Even with a scholarship, I might not have enough funding to study abroad. Where else can I look?

Talk with someone in your school’s study abroad office or guidance counselor. If you’re a college student, the study abroad office may have advice about how to transfer financial aid to a study abroad program. Your advisor might also be able to point you to other sources of study abroad funding.

Determine when you can best afford to study abroad. As a college student, you have many options for when to study abroad. Even though summer programs tend to have a lower overall price than semester programs, studying abroad for a semester may be more economically viable if you are carrying over financial aid from your school. On the other hand, a rigorous summer program may allow you to graduate early, saving the costs of an additional semester.

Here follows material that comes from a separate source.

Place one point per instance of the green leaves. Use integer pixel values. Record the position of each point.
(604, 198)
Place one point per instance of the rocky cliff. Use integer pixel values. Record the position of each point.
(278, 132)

Understand what is and what is not included in the program’s cost. Housing, airfare, supplemental excursions, textbooks, and visa expenses can all add quite a bit to a program’s bottom line. When you’re evaluating options, make sure you are comparing apples to apples. A program that includes a lot of extras may look expensive but might actually be the most affordable option once out-of-pocket costs have been factored in to the fees of other programs.

Be creative with filling in the funding gaps. Try to squeeze in an extra job during breaks. Ask for luggage for your birthday or an upcoming holiday. Take a close look at your current budget to see if there are extraneous expenses you can cut down on. For every latte you forgo now, imagine yourself trekking along the Great Wall of China, seeing the works of Italian Renaissance masters, or listening to live samba music in Brazil.